Who shot journalism?
One of the things that I have always been very proud to say is that I am a journalist. I graduated with my degree in 2013 from a college in western New York. In college, I made lifelong friends, mistakes, falls (both literal and not) there was a time where I knocked over a whole display of chips in the convenience store but I am who I am, so are we really that surprised? The year that I started college, my class became the first class of journalism majors that the university ever saw. Prior to my freshman year of college, journalism was only a minor. What I loved the most about that, though, was that it felt like we were learning alongside our professors while they were figuring out what worked, we were learning the ins and out of newsrooms, interview etiquette, and finding our beats. I always felt like we were on the cusp of the digital journalism changeover, that we were seeing it in real time and it was scary and exciting and unknown.
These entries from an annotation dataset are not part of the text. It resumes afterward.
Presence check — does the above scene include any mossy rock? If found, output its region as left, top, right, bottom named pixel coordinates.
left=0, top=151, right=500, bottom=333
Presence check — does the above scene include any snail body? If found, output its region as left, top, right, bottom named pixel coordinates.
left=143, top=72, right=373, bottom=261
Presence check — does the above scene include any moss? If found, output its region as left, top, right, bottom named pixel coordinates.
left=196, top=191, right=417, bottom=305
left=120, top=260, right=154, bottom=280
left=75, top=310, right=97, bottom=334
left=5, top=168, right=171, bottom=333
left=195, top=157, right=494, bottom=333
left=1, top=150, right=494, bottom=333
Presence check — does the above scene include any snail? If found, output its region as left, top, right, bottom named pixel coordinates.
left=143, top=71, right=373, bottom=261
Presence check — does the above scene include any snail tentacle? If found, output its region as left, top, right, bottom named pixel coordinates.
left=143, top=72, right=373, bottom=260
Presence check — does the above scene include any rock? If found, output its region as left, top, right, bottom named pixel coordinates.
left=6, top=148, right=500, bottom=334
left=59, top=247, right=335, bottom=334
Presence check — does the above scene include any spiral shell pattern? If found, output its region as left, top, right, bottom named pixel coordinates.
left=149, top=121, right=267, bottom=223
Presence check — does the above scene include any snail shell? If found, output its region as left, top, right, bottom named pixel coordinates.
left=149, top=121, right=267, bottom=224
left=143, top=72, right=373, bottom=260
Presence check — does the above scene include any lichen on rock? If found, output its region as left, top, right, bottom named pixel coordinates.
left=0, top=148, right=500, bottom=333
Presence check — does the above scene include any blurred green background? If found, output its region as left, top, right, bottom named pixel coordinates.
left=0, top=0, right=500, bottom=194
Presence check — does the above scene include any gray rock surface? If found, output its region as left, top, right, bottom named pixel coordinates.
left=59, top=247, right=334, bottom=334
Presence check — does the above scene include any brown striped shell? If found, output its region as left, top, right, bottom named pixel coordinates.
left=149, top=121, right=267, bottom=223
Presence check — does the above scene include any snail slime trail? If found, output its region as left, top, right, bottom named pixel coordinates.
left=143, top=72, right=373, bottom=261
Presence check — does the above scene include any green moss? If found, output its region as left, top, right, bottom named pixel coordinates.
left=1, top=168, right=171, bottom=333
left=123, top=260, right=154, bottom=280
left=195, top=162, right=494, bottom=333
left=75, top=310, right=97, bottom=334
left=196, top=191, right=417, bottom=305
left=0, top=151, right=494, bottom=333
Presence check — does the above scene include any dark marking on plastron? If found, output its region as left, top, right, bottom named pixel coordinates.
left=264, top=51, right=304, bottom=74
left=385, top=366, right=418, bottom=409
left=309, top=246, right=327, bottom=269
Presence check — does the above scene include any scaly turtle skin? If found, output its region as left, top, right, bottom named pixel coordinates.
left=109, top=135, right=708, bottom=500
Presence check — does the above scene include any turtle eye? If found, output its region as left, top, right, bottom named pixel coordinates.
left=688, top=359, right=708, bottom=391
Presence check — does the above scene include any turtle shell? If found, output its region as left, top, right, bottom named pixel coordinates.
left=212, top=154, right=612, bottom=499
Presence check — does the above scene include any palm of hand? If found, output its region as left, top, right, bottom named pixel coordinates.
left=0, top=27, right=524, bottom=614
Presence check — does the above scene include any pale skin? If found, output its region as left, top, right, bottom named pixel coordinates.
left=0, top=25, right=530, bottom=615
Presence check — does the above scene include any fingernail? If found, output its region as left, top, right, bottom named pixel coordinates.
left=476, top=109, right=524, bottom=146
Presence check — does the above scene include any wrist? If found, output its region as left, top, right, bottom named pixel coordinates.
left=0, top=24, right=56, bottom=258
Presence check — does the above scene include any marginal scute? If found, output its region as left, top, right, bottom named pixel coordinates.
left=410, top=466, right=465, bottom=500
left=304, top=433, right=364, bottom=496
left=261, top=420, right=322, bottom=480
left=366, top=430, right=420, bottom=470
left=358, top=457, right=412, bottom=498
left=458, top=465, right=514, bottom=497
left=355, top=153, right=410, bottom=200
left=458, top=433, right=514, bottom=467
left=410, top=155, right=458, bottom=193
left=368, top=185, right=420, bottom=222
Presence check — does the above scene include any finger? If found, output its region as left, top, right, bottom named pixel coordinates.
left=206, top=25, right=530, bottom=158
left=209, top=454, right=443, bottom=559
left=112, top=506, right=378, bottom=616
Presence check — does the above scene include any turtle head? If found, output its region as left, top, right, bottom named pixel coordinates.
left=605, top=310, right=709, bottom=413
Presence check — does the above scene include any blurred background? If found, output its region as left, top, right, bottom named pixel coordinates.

When I couldn’t find a job after college in the way I naïvely assumed I would, I built my career writing online. I wrote about music, TV, movies, celebrities, and the YouTube stars that wanted to be A listers. Eventually, I began writing profiles and articles that I was really really proud of about disability and pop culture, and the ways in which I, as the consumer of pop culture, feel that it could be better. In my work as a journalist, I have made lifelong friends. I have made so many mistakes, and I have had a few really magnificent wins.
Now though, in our year 2024, after a year spent not being able to get a single journalist gig, and watching as publication after publication I admire shutters due to a lack of funding, I have to ask myself: who shot journalism? This profession that I so deeply love, and found so much of myself through has survived, so much, including a beating by a former president, who, hyper focused on “fake news“ and influenced the American people and the world into thinking that journalism holds no value. And through some fault of its own, journalism has lost the trust of the American people just based off the choices being made, and the ways in which some stories have been told. Journalism has survived the thought that it does not matter, and that anyone can do it. I’m a little biased, of course but I don’t think anyone could do it, not well anyway. Still, I find myself asking the question. can journalism survive this? Can I? You see, I am a realist at heart, and so when I stopped getting writing gigs, I asked myself who am I without journalism? What kind of pivot do I have to make in order to survive? I think those questions are important, and I will likely keep asking them, as I have not found an adequate answer. But I guess one question I want to leave you with is can America survive without it? can the world survive without journalism? I Don’t think so and I am afraid that the more publications we lose the closer we get to that reality. A world without journalism feels like a very dark place that I don’t want to be in. I think that is very dangerous thing we find ourselves on the precipice of. That we can course correct before it’s too late.